How chat works in Agentic Retrieval in Foundry Local

In this article, chat is the built-in user chat interface in Agentic Retrieval.

Chat helps users ask questions over their content and get grounded answers with citations.

This article explains chat in combined and agentic deployments of the Agentic Retrieval in Foundry Local extension. You learn what users can do in chat, how users access chat, and how access control and runtime flow work.

What users can do in chat

When users open chat, they can:

  • Start from a welcome screen with an input box and optional prompt starters.
  • Use a sidebar with conversation history that supports rename and delete.
  • Get streaming answers with markdown, code blocks, and citations.
  • Sign in with a work account (Microsoft Entra ID) in connected deployments.
  • Use chat in disconnected or air-gapped deployments, where sign-in is skipped.

Chat in combined and agentic deployments

If you deploy Agentic Retrieval in combined or agentic deployments, end users access chat from the registered URL for your Agentic Retrieval app by using the /chat path.

Chat provides:

  • Multi-turn conversations with AI agents.
  • Thread history that persists per user.
  • Streaming responses through Server-Sent Events (SSE).
  • Run-step visibility so users can see the tools and knowledge sources the agent used.

Chat routes requests through agents, which can call knowledge bases and MCP tools before generating a response.

Chat URL for end users

Use the registered URL for your Agentic Retrieval app with /chat appended.
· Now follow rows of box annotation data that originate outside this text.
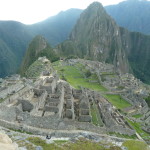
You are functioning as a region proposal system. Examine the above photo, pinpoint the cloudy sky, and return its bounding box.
[0,0,124,24]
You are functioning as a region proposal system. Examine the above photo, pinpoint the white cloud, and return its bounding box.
[0,0,123,24]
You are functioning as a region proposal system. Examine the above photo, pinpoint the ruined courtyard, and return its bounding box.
[0,58,150,143]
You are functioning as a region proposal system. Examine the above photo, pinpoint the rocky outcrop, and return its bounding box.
[0,132,17,150]
[58,2,150,83]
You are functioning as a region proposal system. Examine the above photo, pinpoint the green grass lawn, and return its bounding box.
[126,118,150,139]
[123,140,150,150]
[27,137,121,150]
[104,94,131,110]
[109,132,137,139]
[53,62,107,92]
[91,103,103,126]
[132,114,143,118]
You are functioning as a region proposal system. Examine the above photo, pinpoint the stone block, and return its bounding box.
[79,115,92,122]
[66,109,73,119]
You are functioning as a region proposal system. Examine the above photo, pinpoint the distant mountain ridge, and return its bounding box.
[0,9,82,77]
[20,35,59,75]
[58,2,150,83]
[105,0,150,35]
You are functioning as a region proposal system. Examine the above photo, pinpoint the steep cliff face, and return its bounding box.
[20,35,58,75]
[58,2,150,83]
[59,2,129,72]
[105,0,150,35]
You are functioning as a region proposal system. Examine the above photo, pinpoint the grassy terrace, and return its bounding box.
[132,114,143,118]
[27,137,121,150]
[53,62,107,92]
[24,137,149,150]
[91,103,103,126]
[126,118,150,139]
[123,140,149,150]
[104,94,131,110]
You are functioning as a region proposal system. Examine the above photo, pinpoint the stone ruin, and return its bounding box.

For example: https://arcrag.contoso.com/chat.

Collection access and RBAC for chat

Azure role-based access control (Azure RBAC) controls which collections each user can query in chat.

  • Users need the EdgeRAGEndUser role to sign in and use chat.
  • Users also need an app role that matches each collection name they should access. The default collection is edgeragapp, so users who query the default collection need the edgeragapp app role. For example, the app role finance-docs grants access to collection finance-docs.
  • Users with EdgeRAGDeveloper can access all collections.

If a user has EdgeRAGEndUser but no matching collection role, chat requests can return 403 Forbidden.

For setup steps, see Create app roles for collection access.

How chat fits in Agentic Retrieval

Chat is the user-facing entry point. Users type questions in chat, then backend runtime services retrieve content and generate grounded answers.

This separation keeps chat simple while backend services handle orchestration, policy checks, and data access rules.

Chat runtime architecture and flow

This diagram shows the high-level relationship between the user, chat, runtime services, and knowledge sources.

Diagram that shows the chat flow from user to chat, runtime services, agent, and knowledge sources, with responses returned to chat.

The following sequence shows how a user prompt moves through runtime services and streams back to chat.

Sequence diagram of end-to-end chat flow from user to chat, runtime services, and agent tools, with streamed responses returned to chat.

Connected identity path

In connected deployments, the browser gets a user token through Entra ID and sends it to runtime services for validation and user scoping.

In disconnected or air-gapped deployments, chat runs without Entra sign-in, and the network boundary becomes the trust boundary.